A non-profit organization federally incorporated in 1999, the Atlantic Canada Conservation Data Centre (AC CDC) assembles and provides information and expertise on species at risk and natural communities in Atlantic Canada.
It is governed by representatives of a mix of federal, provincial (from the four Atlantic provinces) and non-government organizations. Founding partners are the Canadian Wildlife Service; Canadian Forest Service; Parks Canada; provincial wildlife divisions in New Brunswick, Nova Scotia, Prince Edward Island and Newfoundland and Labrador; The Nature Conservancy (United States); and Nature Conservancy of Canada.

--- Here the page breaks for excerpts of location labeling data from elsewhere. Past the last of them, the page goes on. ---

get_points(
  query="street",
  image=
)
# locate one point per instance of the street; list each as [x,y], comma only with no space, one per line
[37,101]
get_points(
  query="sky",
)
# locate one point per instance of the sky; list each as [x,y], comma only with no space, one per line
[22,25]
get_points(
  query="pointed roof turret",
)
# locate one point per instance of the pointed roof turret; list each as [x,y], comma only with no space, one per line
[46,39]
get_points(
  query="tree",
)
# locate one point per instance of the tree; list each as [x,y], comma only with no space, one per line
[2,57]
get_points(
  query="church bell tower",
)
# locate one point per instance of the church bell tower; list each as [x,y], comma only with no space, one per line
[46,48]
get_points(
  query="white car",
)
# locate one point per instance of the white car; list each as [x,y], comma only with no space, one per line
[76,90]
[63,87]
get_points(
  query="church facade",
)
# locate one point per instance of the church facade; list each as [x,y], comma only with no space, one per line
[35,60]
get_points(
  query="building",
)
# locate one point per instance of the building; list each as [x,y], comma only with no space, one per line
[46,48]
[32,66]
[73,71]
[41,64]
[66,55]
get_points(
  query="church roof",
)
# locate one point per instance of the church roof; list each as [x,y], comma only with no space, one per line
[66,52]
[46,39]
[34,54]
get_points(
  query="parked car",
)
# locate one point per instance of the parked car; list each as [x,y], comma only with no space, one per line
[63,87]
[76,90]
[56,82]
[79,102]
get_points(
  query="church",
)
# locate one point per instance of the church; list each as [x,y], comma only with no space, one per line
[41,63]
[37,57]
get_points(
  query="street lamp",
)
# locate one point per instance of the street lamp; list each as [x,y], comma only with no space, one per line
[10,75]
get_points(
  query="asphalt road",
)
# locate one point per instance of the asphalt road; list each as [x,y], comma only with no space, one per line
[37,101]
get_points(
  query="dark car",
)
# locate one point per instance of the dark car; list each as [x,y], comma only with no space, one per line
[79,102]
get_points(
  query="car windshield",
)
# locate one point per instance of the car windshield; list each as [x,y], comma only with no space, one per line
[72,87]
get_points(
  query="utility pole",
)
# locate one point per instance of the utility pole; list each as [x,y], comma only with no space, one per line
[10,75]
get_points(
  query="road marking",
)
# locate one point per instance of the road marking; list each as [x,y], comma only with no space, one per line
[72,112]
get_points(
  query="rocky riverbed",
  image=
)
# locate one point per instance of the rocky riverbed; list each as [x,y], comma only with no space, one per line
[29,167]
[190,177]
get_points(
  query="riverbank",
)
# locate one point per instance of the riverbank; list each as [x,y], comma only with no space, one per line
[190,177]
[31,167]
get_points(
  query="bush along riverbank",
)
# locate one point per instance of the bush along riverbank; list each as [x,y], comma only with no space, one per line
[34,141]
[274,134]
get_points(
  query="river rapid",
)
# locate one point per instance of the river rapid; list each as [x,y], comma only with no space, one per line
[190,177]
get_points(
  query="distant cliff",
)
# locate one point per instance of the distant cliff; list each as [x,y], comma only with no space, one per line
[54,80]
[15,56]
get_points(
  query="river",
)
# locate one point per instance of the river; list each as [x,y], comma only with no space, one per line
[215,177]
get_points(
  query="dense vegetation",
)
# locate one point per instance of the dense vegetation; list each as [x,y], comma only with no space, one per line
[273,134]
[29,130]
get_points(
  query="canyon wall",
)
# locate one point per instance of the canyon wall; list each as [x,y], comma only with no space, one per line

Diane Griffin, assistant deputy minister responsible for environment, was one of the guest speakers at this week's ceremony. Griffin said the data housed at the Atlantic Canada Conservation Data Centre will be useful in many ways.
"It will be an invaluable source of information for wildlife management agencies in determining the status of not only endangered, vulnerable and threatened species, but all other species," she said.
The AC CDC produced a species tracking list for Prince Edward Island in 1999, which included 1,005 plants, 347 birds, 36 mammals, 25 freshwater fish and 13 amphibians and reptiles, ranked from secure to extremely rare.
Griffin said that data will assist the province in implementing the endangered species provisions of the Wildlife Conservation Act; and she sees the Department and consultants accessing the information for environmental assessments of proposed projects.
"This will not only improve the information base, but it will speed up the process as proposals will sometimes come forward in winter when it is difficult to conduct new and meaningful field work," she explained.
Griffin also pointed out the AC CDC will provide a central location for data gathered by both professional researchers and amateur naturalists, and will serve to record data in a consistent manner among jurisdictions so that the information is meaningful to all researchers and decision-makers.
The Atlantic institution is the newest in a network of 86 such conservation data centres in North, South and Central America which fulfill five basic functions: maintain species tracking lists; document the occurrence of elements of biodiversity; interpret data and share information; advance the science supporting biological conservation; and educate decision-makers and the public about biodiversity.
Together, the conservation data centres maintain information on more than 72,000 species, sub-species and natural communities in the Americas.